Based on the 2014-15 manga series Sora wo Kakeru Yodaka by Shiki Kawabata, Switched introduces popular, pretty high-school girl Ayumi (Kaya Kiyohara) in a sun-dappled dining room tinkling with piano music. She has everything: perfect home, perfect parents, perfect life. And now she has the perfect boyfriend. But her morning is complicated when she witnesses the suicide of a chubby, unpopular classmate, Zenko (Miu Tomita), who tosses herself from a building right in front of her.
The rather unconvincing slow-motion fall and the comically cartoonish squelch sound effect do threaten to undermine the seriousness of Zenko’s suicide, but you can’t really hold that against Switched any more than you can Japanese media in general, which tends to veer into decidedly over-the-top territory whenever possible. It’s the first instance of the show’s presentation clashing with its tone and thematic underpinnings, and it isn’t the last, but Switched manages to maintain an air of comparative seriousness when held up against a lot of other live-action manga adaptations.
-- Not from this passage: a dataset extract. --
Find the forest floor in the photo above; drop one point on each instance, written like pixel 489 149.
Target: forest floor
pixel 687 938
Given the title, it shouldn’t come as much of a surprise that Zenko and Ayumi somehow switch bodies; this is a plot that involves a mysterious red moon and six 40-ish-minute episodes of development. But it’s really a not entirely original metaphor for walking a mile in someone else’s shoes, particularly ones belonging to someone on the other end of the socioeconomic spectrum. And this is where Switched really feels like an important and well-meaning drama pitched pretty squarely at a target audience of similarly-aged girls who have likely experienced – or are experiencing – similar anxieties in their social lives.
It doesn’t take a magical body-swap to realise that being good-looking and popular isn’t everything, and likewise that those who struggle with the things you find easy often do so for a reason. But it certainly helps to make things clearer. It only takes Ayumi a day of being ostracised, bullied, discredited and disliked to see Zenko from a different perspective; to see how their families and homes compare, and to be able to look at herself and her privilege from a remove. Switched is very good at this, even if it is occasionally a little overwrought and heavy-handed.
The performances help. Kaya Kiyohara is absurdly charming, and Miu Tomita, who shoulders most of the emotional responsibility, does a very respectable job with a demanding role. Daiki Shigeoka also strikes a likeable figure as Kaga, the only person who believes Ayumi about the body-swap.
As far as on-the-nose metaphors for high-school anxieties go, Switched doesn’t offer anything new. But it does offer a very refined and respectable exploration of the topic, and with Netflix’s marketing might, the show, like Mob Psycho 100, will likely find an appreciative audience who perhaps need to hear a story a little bit like this one.